Cancer Detection and Prevention | 2008
Mariona Pons-Vigués; Rosa Puigpinós; Gemma Cano-Serral; Marc Marí-Dell’Olmo; Carme Borrell
BACKGROUND To assess the impact that the Barcelona city breast cancer-screening program has had in the decline of mortality due to breast cancer among women aged 50-74 years, in the city of Barcelona. METHODS A quasi-experimental study based on breast cancer deaths among women aged between 50 and 74 years residing in Barcelona between 1984 and 2004. The variables used were: age, year, and Primary Health Care District (ABS) grouped into four zones according to the year of implementation of the screening program. We carried out a descriptive analysis of mortality by year and age and fitted Poisson models to calculate the relative risk of dying prior to the existence of the program, after its implementation, and as a function of its degree of implementation. The models are adjusted for ABS socioeconomic level. RESULTS Between 1984 and 2004, 3733 women aged between 50 and 74 years died of breast cancer.

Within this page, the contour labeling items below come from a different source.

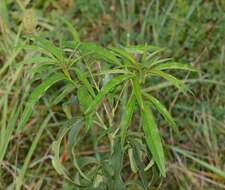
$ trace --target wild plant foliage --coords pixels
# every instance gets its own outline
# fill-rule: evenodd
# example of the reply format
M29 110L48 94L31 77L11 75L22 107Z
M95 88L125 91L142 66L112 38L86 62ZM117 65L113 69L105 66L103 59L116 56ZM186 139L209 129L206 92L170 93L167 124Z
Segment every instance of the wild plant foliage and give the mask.
M39 85L26 103L17 132L23 130L34 106L48 94L49 88L55 89L50 97L51 106L60 105L71 94L67 103L61 105L67 122L52 144L55 170L70 183L87 189L125 189L129 184L147 189L148 172L153 165L161 176L166 176L166 159L155 113L159 112L174 132L179 133L179 129L166 107L146 88L151 86L152 79L161 77L186 93L184 83L168 72L194 69L172 59L161 59L163 50L154 46L104 48L81 42L76 31L69 28L72 41L54 44L33 37L31 44L23 47L40 52L30 60L33 82ZM80 155L79 144L88 141L88 136L95 135L96 130L101 133L92 142L94 153ZM74 169L66 168L60 159L63 139L68 141L66 152ZM99 150L102 141L107 142L103 151ZM123 180L127 161L140 180ZM83 168L89 169L84 172ZM24 172L25 168L17 180L18 187Z

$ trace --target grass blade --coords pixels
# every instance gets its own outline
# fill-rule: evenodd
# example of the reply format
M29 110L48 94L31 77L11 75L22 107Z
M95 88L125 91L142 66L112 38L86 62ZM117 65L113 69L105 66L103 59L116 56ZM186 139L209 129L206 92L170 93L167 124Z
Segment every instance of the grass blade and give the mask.
M29 152L28 152L28 154L27 154L27 156L26 156L26 158L25 158L23 167L22 167L22 169L21 169L20 172L19 172L19 176L16 178L16 190L20 190L20 188L21 188L21 186L22 186L22 184L23 184L23 179L24 179L26 170L27 170L27 168L28 168L28 164L29 164L29 162L30 162L30 160L31 160L31 157L32 157L32 155L33 155L33 153L34 153L34 151L35 151L35 149L36 149L36 147L37 147L38 141L39 141L39 139L40 139L40 137L41 137L41 135L42 135L44 129L46 128L46 126L47 126L47 124L48 124L50 118L51 118L51 117L48 116L48 117L44 120L44 122L42 123L42 125L40 126L40 128L38 129L38 132L37 132L37 134L36 134L36 136L35 136L35 138L34 138L34 141L33 141L32 145L31 145L31 147L30 147L30 149L29 149Z
M162 114L164 119L169 123L169 125L174 129L174 131L176 133L179 133L178 127L177 127L176 123L174 122L170 113L167 111L166 107L155 97L153 97L147 93L144 93L144 96L153 104L153 106L159 111L159 113Z
M192 159L193 161L197 162L198 164L200 164L201 166L205 167L206 169L208 170L211 170L212 172L214 172L215 174L223 177L225 179L225 172L219 168L217 168L216 166L213 166L211 164L208 164L207 162L203 161L203 160L200 160L193 155L192 152L189 152L189 151L186 151L186 150L182 150L178 147L172 147L172 149L175 151L175 152L178 152L180 154L183 154L184 156Z

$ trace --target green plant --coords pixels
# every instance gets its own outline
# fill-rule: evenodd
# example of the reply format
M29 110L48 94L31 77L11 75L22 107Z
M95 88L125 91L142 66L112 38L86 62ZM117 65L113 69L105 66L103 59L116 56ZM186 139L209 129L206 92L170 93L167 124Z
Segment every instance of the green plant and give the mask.
M30 61L35 63L32 73L34 80L42 82L30 95L17 132L23 129L34 105L45 91L55 83L61 83L64 90L61 93L56 91L52 105L59 104L72 92L80 108L79 111L72 110L71 101L62 105L69 122L52 145L52 164L56 171L78 187L124 189L129 181L122 180L122 169L124 159L128 159L132 172L140 176L139 182L132 183L147 189L146 172L154 163L160 174L166 176L163 145L153 111L157 110L177 133L178 128L165 106L145 92L145 88L151 85L153 77L159 76L185 92L183 82L165 71L194 69L171 59L160 59L162 50L149 45L106 49L93 43L80 42L76 31L69 28L74 41L59 42L57 47L46 39L35 37L33 45L25 46L38 48L42 53ZM135 115L140 115L140 120L135 121ZM93 133L95 127L102 128L95 139L95 146L98 147L99 141L108 137L109 153L100 155L96 152L93 157L78 156L75 146ZM67 134L68 154L78 171L75 178L70 177L60 161L60 144ZM125 154L127 151L128 154ZM149 164L146 166L143 161ZM87 165L91 169L83 173L82 167ZM20 189L24 173L23 170L17 189Z

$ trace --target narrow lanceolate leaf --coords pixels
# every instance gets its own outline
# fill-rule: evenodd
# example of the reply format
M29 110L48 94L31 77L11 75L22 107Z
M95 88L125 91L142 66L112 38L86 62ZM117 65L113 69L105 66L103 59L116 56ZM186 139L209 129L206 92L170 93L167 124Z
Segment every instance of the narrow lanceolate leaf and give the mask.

The mortality rate fluctuated, reaching its highest level in 1991, having declined since. Prior to implementation of the program, mortality was falling by 1% annually (RR=0.99 95 CI%=0.98-0.99), and since then by 5% (RR=0.95 95 CI%=0.92-0.99). There are no significant differences in mortality reduction between zones where the program was implemented earlier and those where it came in later, even though mortality in the final phase of complete implementation is significantly lower by 17%, with respect to the period prior to its introduction. CONCLUSIONS The results show a reduction in mortality due to breast cancer over the entire period studied, the decline being more marked after the program was introduced. Opportunistic screening and the greater efficacy of the treatment of initial cancers have both influenced the findings. A longer follow up time will be needed in order to obtain more conclusive results.